Tamil One is a Canadian exempt Category B Tamil language specialty channel.

==History==
Tamil One was originally owned by Network Television International, who were awarded a license by the Canadian Radio-television and Telecommunications Commission (CRTC) to launch a specialty channel called NTI Tamil Service, described as "a national ethnic Category 2 pay television service targeting the Tamil/Tamil-speaking community."

The channel subsequently launched on September 6, 2001, on Rogers Cable as TamilTV.

On February 9, 2001, Peethambaran Koneswaran sold Network Television International to Medianet Canada Ltd. which was operated by Phillip Koneswaran, who subsequently converted NTI into a subsidiary of Medianet Canada. On December 5, 2002, NTI was granted approval for a specialty channel license allowing them to convert TamilTV from a Pay TV service to a regular specialty service.

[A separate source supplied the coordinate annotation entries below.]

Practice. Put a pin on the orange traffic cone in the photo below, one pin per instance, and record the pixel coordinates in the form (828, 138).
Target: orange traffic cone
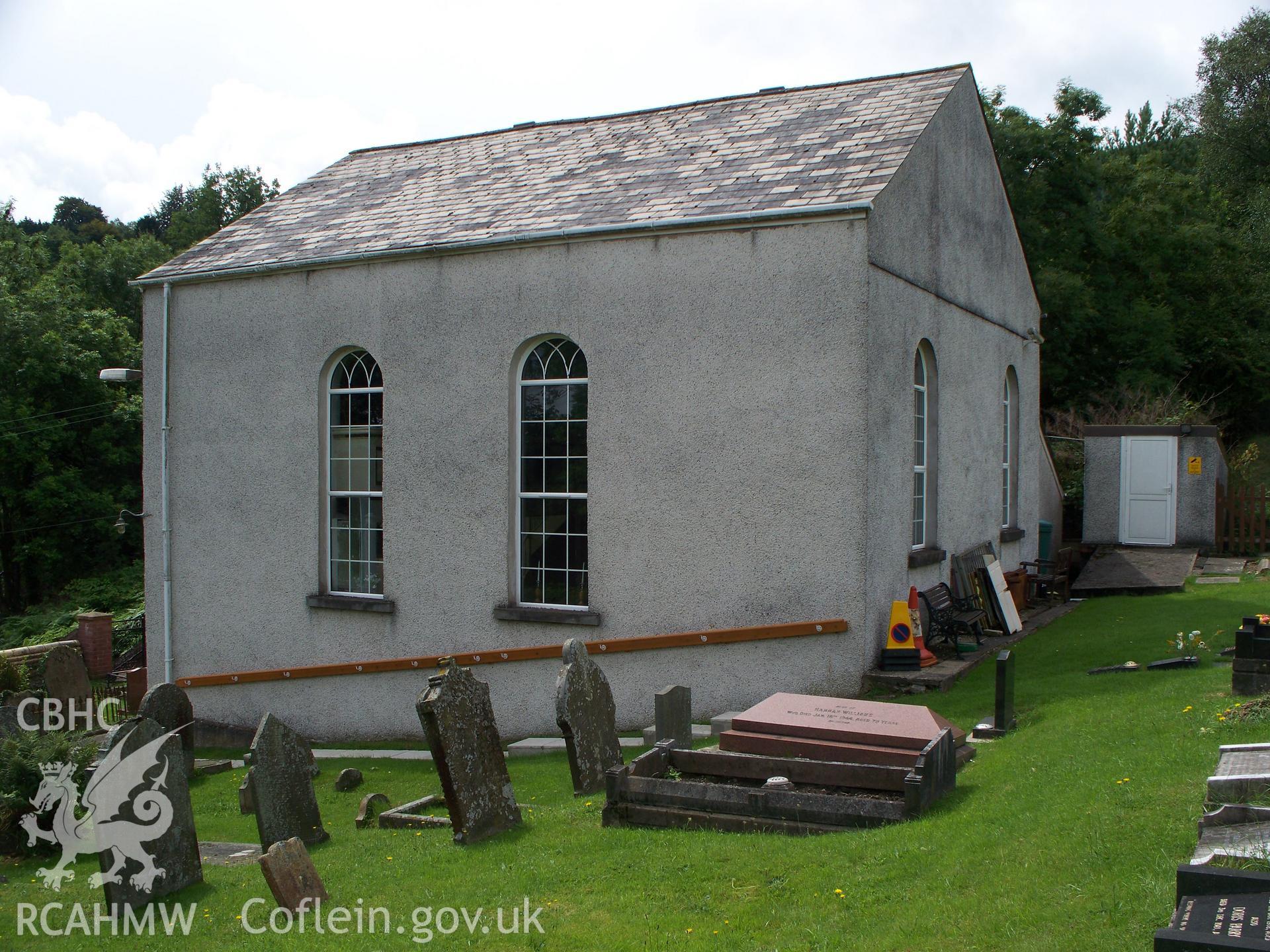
(916, 615)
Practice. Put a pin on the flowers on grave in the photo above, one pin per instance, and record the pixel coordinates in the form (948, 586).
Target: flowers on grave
(1187, 644)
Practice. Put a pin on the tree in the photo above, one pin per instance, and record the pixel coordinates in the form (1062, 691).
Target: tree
(71, 444)
(222, 197)
(1142, 281)
(1232, 107)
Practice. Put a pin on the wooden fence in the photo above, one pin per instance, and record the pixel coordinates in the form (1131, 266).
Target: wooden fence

In September 2006, the channel was re-branded Tamil One.

On February 1, 2008, Medianet Canada sold the channel to Tamil One Inc. (controlled by Subanasiri Vaithilingam).

On August 30, 2013, the CRTC approved Tamil One Inc.'s request to convert Tamil One from a licensed Category B specialty service to an exempted Cat. B third language service.

In June 2016, Tamil One switched to High Definition service on both Rogers and Bell channels respectively.